Pada tahap metamorphosis, jumlah stigmata (lubang insang) bertambah, ekor serta chordata dorsalis dan bagian caudal medulla spinalis menghilang. Bangunan-bangunan yang dipandang mata dan otocyt serta kandungan alat indera menghilang, bagian cranial medulla spinalis menjadi suatu ganglion dan dan gonades serta saluran mereka terjadi antara ventriculus dan intestenum dari mesoderm.
Bagian tubuh antara bagian yang melekat dan mulut tumbuh cepat sehingga tubuh memutar mencapai 1800 dengan mulut dan lubang atrial terdapat pada ujung yang bebas. Akhirnya papillae adhesivae menghilang dan seluruh tubuh dikelilingi oleh tunica.
Subphylum Urochordata dibagi dalam classes dan ordines sebagai berikut:
• Class Larvaceae, contoh: Appendicularis sp.
• Class Ascidiaceae, contoh: Ascidiaceae sp
• Class Thalliaceae, contoh: Thalliaceae sp.
• Ordo Enterogona, contoh: Ascidia intestinalis
• Ordo Pleurogona, contoh: Botryllus violaceus
• Ordo Doliolida, contoh : Doliolum denticulatum
• Ordo Salpida, contoh: Salpa
• Ordo Pyrosomida, contoh: Pyrosoma giganteum
Masing-masing klass mempunyai sifat yang unik karena memiliki ciri tertentu. Semua Ascideacea adalah cecil, sedangkan klass lainnya adalah pelagik. Dalam sejarah hidupnya mempunyai sejumlah seri atau rentetan perubahan. Beberapa diantaranya menunjukan pergantian turunan seperti ciri diantara Invertebrata yang masih ada.

C. Relevansi
Pada pembahasan kali ini yaitu pembahasan mengenai Urokordata, dapat diketahui relevansi dari Urokordata ini dengan hewan lain, seperti hewan vertebrata. Ada beberapa bagian tubuh dari Urokordata ini yang dapat dihomologkan dengan vertebrata, seperti endostil pada Urokordata dapat dihomologkan dengan kelenjar tiroid pada vertebrata. Endostil pada Urokordata memiliki asal dan posisi yang homolog dengan kelenjar pituitary vertebrata, lebih dari itu pada perkembangan larva menjadi hewan dewasa menunjukkan adanya karakter kordata, seperti system saraf, stigmata, dan notokord. Hal ini lah yang dapat disimpulkan bahwa Urokordata mempunyai hubungan dekat denga vertebrata.

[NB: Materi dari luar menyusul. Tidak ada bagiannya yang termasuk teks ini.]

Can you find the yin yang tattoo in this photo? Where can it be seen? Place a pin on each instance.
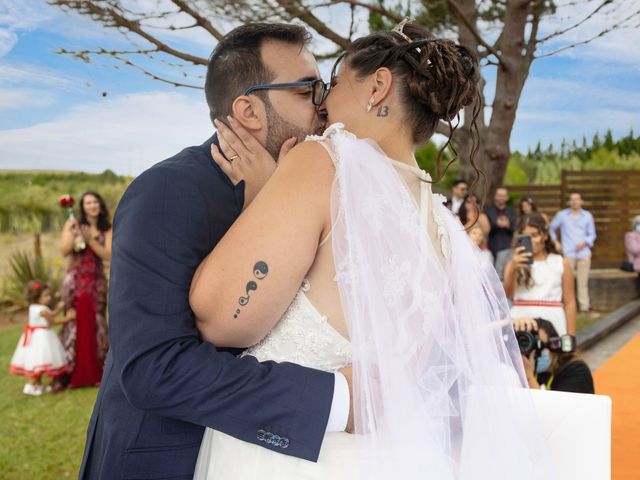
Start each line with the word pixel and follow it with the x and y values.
pixel 260 272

D. Identifikasi Masalah dan Pemecahan
Sanggahan
• Tutut : Urokordata memiliki sistem endokrin homolog dengan kelenjar neural. Selain itu, endostil juga homolog dengan kelenjar tiroid.
• Septi : Urokordata bersifat hermafrodit, penyaji belum menjelaskan mengenai bagaimana cara fertilisasi silang.
• Lutfi : Pada klasifikasi dibuat bertingkat karena menunjukkan tingkatan suatu spesies.. Itu merupakan kesalahan penulisan penyaji. Kesalahan penyaji adalah menulis tingkatan yang lebih rendah di tempat yang lebih tinggi.
Pertanyaan
• Lindawati : -Disebutkan cangkok hermania waktu muda transparan waktu tua tidak tembus cahaya. Mengapa ? Kita tahu bahwa cangkok tersusun dari kapur dan tunisin. Tunisin mengandung selulosa dan selulosa bersifat lebih keras. Cangkok dibentuk oleh mantel. Semakin lama kalkareus dan tunisin akan menumpuk dan menjadi lebih keras
- Didalam cangkok bersifat mesodermal yang kemudian bermigrasi menuju cangkok mengapa? Sel mesodermal akan bermigrasi ke eksodermal dan akan memebentuk cangkok.
• Ardian : - Oikopleura bersiata protandus. Maksudnya bagaimana ?
Keadaaan dimana gamet jantan lebih dulu matang daripada gamet betina. Bertindak pada hewan hermaprodit. Apakah keadaan protandus terjadi pada oikopleura saja? Sejauh yang kami tahu pada anggota Oikopleura.
- Pada oikopleura yang telah keluar tidak bisa kembali ke cangkoknya. Tapi ektodermnya mensekresikan cangkok baru scr cepat. Prosesnya bagaimana kan sel cangkoknya migrasi terlebih dahulu dari mesoderm ,seharusnya lebih lama ? Dia sudah diberi kemampuan ectoderm dapat mensekresikan cangkok baru secara cepat. Ada 2 kemungkinan: kemungkinan cangkok tidak lagi pas, karena sedang proses bertumbuh.
• Vivin : - sirkulasi darah pada urokordata ada plasma yang mebgandung pigmen dan tidak mengandung pigmen. Perbedaannya apa ?
Sedangkan yang tidak berpigmen contohnya leukosit: untuk imunitas karena sifatnya yang amoeboid dan memangsa bakteri . Fungsi beda. : pada pigemn terdapat warna merah dr hb untuk penyaluran nutrisi dan O2. Pada pigmen warna hjau untuk pigmen respirasi.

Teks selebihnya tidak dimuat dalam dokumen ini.